Is TikTok Really a Security Threat? Here’s What Experts Found

Image of locks to suggest security and encryption

TikTok is an app popular with teens and young adults. It’s a social media platform where users can share short-form videos, similar to Vine or Snapchat. It has frequently been in the news lately over its security, with multiple publishers and companies releasing information about the app. It all started when in 2019 the Peterson Institute called the app a national security threat.

Then with the iOS 14 betas we saw that TikTok secretly accesses data on your clipboard, thanks to a new security feature in the OS. Now, even the U.S. government considering a ban on the app. Here’s what the experts say.

Researching TikTok

First, we have the Redditor who claimed to have reverse engineered the app. User “bangerlol” says the app collects a lot of information from your phone, like the hardware components, apps you have installed, network data, whether you’re rooted/jailbroken, and leak your email address(s) in the apps HTTPS REST API.

Penetrum TikTok overview
Penetrum’s brief overview of TikTok

Next, we have security firm Zimperium. Its full analysis of TikTok is behind a barrier (you’ll need to give them your company name, title, email address, etc). Using its z3A Advanced Application Analysis it said both the iOS and Android versions of TikTok has high privacy and medium security risks, with a score of 98/100 for privacy and 82/100 for security (high score is bad).

Another security firm, Penetrum, made its TikTok analysis easily available for everyone. The main PDF reveals that TikTok’s level of data collection is, like u/bangerlol found, excessive.

Finally, in ProtonMail’s examination of TikTok’s privacy policy, the amount of data the app collects is right there in the open. Data includes your IP address, browsing history within the app, your mobile carrier, location data like GPS coordinates, your device’s IMEI number and possibly its IMSI number, and every single action you take within the app.
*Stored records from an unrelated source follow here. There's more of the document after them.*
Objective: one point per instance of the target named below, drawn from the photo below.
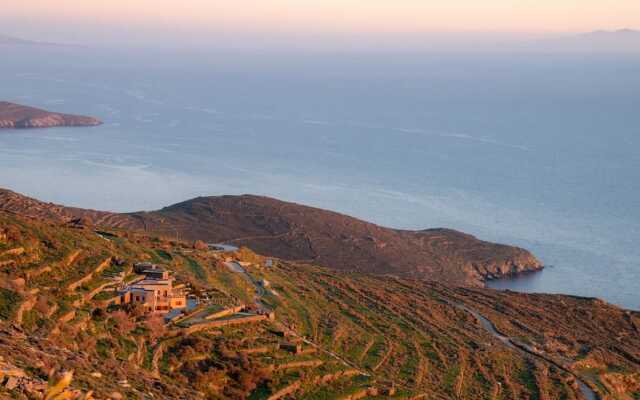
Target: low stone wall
(228, 322)
(26, 305)
(285, 391)
(39, 271)
(226, 312)
(256, 350)
(332, 377)
(67, 317)
(13, 252)
(300, 364)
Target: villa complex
(155, 292)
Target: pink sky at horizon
(333, 16)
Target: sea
(539, 150)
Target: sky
(78, 20)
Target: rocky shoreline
(16, 116)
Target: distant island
(16, 116)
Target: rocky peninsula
(16, 116)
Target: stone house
(154, 293)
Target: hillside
(358, 335)
(299, 233)
(17, 116)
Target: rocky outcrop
(16, 116)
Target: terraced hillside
(299, 233)
(335, 335)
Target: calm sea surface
(541, 151)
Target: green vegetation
(9, 300)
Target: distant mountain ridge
(300, 233)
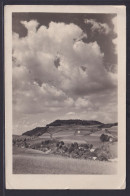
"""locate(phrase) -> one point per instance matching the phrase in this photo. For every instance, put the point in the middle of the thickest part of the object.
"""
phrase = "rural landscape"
(67, 147)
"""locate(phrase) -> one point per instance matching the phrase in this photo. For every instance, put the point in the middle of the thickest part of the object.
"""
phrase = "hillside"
(74, 122)
(37, 131)
(62, 125)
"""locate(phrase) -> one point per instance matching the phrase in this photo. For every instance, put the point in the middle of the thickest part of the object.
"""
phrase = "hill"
(63, 127)
(74, 122)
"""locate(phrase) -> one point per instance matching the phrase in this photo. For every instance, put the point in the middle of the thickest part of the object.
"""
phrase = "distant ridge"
(38, 131)
(74, 122)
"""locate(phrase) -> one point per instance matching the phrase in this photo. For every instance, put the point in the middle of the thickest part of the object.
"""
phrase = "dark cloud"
(62, 67)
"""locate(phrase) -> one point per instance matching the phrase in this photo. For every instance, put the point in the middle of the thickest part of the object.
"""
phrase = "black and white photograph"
(64, 80)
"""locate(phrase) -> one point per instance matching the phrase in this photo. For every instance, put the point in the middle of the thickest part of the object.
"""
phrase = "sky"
(64, 67)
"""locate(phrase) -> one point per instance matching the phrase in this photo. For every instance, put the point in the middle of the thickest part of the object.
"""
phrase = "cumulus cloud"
(102, 28)
(55, 72)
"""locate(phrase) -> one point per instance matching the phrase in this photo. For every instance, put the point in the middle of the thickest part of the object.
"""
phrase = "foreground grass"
(35, 162)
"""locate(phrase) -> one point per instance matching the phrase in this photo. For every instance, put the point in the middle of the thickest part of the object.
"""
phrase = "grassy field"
(28, 161)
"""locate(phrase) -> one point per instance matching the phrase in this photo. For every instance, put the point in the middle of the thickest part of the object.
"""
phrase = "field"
(28, 161)
(34, 160)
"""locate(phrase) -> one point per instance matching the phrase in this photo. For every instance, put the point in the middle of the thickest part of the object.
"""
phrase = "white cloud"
(97, 26)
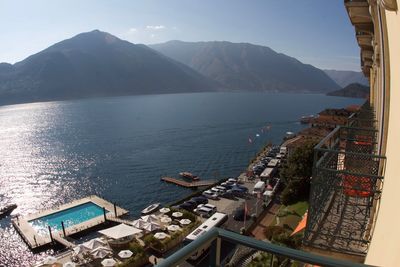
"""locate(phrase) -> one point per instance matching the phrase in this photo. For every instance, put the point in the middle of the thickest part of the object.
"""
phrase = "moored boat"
(189, 175)
(4, 211)
(150, 209)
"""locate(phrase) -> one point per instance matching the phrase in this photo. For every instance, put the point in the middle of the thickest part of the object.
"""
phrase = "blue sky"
(317, 32)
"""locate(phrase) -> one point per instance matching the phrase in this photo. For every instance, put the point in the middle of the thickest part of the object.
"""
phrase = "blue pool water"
(118, 148)
(70, 217)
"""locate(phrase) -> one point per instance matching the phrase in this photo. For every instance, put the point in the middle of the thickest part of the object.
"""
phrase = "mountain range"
(244, 66)
(346, 77)
(354, 90)
(96, 64)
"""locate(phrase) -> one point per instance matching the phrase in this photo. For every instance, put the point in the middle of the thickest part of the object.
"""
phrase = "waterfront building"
(353, 213)
(354, 194)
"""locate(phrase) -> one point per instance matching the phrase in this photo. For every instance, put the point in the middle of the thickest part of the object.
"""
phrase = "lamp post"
(62, 225)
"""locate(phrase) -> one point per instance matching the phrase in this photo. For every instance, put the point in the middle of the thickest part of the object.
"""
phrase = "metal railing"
(345, 187)
(215, 236)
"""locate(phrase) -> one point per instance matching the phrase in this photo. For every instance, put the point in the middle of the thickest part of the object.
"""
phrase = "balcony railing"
(345, 187)
(286, 256)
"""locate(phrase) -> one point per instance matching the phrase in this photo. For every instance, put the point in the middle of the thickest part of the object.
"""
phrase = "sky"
(316, 32)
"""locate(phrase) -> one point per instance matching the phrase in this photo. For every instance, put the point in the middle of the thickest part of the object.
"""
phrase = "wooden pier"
(187, 184)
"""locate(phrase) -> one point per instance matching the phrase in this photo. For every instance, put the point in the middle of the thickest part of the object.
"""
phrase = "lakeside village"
(268, 202)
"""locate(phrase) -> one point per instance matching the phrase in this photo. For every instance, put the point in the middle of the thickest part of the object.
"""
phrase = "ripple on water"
(52, 153)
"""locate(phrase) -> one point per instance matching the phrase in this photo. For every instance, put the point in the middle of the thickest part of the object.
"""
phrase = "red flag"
(245, 214)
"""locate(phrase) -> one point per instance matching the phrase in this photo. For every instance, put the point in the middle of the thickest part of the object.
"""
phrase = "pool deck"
(35, 240)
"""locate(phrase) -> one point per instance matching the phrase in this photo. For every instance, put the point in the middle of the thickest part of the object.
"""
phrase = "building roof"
(120, 231)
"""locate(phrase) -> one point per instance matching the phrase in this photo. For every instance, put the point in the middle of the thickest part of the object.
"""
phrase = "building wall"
(385, 245)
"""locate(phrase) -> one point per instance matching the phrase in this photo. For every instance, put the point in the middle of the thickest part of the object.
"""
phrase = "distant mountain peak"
(96, 64)
(346, 77)
(245, 66)
(354, 90)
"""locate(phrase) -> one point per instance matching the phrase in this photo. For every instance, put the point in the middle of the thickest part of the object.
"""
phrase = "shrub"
(271, 231)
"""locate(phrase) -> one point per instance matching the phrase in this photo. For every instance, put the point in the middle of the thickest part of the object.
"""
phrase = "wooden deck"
(35, 239)
(187, 184)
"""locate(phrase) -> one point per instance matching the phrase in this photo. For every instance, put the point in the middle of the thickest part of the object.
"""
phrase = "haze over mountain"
(96, 64)
(346, 77)
(354, 90)
(244, 66)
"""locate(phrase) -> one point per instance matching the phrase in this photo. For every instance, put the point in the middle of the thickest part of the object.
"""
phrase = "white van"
(210, 194)
(205, 212)
(258, 188)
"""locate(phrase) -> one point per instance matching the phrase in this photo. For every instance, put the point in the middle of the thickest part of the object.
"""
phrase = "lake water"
(118, 148)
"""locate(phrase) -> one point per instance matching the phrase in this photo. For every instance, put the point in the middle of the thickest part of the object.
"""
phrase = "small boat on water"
(189, 175)
(306, 119)
(150, 209)
(4, 211)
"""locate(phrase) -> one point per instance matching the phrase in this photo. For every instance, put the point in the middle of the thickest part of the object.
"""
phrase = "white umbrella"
(94, 243)
(108, 262)
(80, 249)
(139, 223)
(150, 218)
(165, 210)
(177, 214)
(165, 219)
(185, 221)
(150, 227)
(161, 235)
(100, 252)
(174, 228)
(49, 260)
(125, 254)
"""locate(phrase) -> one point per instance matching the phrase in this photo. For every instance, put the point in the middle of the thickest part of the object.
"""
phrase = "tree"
(296, 174)
(299, 164)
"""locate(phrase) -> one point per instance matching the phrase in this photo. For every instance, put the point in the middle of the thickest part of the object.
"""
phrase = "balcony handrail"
(326, 138)
(215, 233)
(352, 153)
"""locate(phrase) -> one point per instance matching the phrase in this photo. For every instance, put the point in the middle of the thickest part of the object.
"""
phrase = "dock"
(187, 184)
(34, 239)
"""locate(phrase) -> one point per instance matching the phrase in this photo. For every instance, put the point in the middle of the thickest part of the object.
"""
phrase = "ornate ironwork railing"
(345, 188)
(216, 236)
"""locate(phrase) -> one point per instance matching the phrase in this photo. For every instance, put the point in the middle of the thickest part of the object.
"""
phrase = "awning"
(120, 231)
(301, 225)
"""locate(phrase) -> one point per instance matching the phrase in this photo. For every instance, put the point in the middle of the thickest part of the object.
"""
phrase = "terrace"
(345, 188)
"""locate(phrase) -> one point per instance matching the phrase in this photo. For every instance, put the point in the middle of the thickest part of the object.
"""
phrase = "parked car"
(209, 194)
(220, 188)
(227, 185)
(240, 215)
(188, 205)
(200, 200)
(216, 190)
(205, 212)
(241, 187)
(236, 192)
(228, 194)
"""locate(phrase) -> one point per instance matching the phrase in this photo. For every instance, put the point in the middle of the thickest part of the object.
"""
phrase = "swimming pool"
(70, 217)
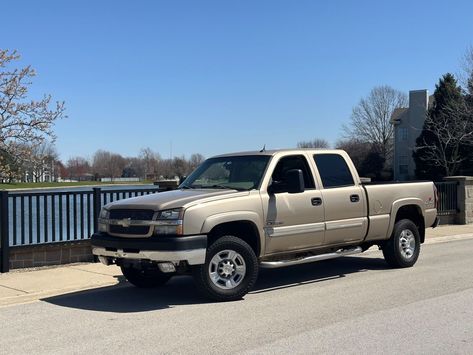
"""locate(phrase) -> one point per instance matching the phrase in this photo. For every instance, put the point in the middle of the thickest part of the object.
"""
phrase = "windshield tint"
(238, 172)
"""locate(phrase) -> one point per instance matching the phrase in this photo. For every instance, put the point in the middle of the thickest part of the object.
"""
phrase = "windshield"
(235, 172)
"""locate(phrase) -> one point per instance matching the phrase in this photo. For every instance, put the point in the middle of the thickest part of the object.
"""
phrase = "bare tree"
(107, 164)
(452, 130)
(78, 167)
(42, 161)
(315, 143)
(194, 161)
(371, 118)
(150, 160)
(24, 123)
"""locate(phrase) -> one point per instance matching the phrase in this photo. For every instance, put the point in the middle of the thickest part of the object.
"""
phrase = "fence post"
(4, 233)
(97, 198)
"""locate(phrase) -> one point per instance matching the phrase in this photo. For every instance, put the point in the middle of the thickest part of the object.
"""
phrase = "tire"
(230, 270)
(403, 248)
(145, 278)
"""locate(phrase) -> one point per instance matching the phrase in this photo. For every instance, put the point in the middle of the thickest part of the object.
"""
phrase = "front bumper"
(191, 249)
It seems safe to say that TikTok is both a privacy and security threat. There is back-and-forth debate on whether the company has links to the Chinese government, but it’s plain to see from the data that this isn’t wholly a political debate. This includes what its own privacy policy states. If you’re concerned about your privacy and/or security you may want to give TikTok a pass.

3 thoughts on “Is TikTok Really a Security Threat? Here’s What Experts Found

  • Andrew:
    A greatly appreciated PSA. 
    At the risk of being batched with the naive Westerners (not a common accusation for yours truly), the review is particularly detailed and damning. As you state, it’s not what anyone, including it’s developers, have to say about the app, it’s what forensic level analysis reveals about the app’s behaviour. Actions trump words (no political reference intended). To whomever this app is ultimately communicating, or whose interests it serves, it clearly is not serving those of the user. 
    While I don’t fit the demographic of the novel social media app early adopter, I am compelled to use many of these apps to remain in touch with colleagues, teams and staff strewn across the planet, and will use whichever of these best suit their needs/technology constraints/costs. Before installing, I try to learn as much as I can about that app’s performance so that I can apply any available countermeasures against bad behaviour and outright security exploits (yes, I’m looking you Zuckerberg…big time). 
    To date, thankfully, I have had no use for this app, but would definitely not load it unless and until this app could be locked down.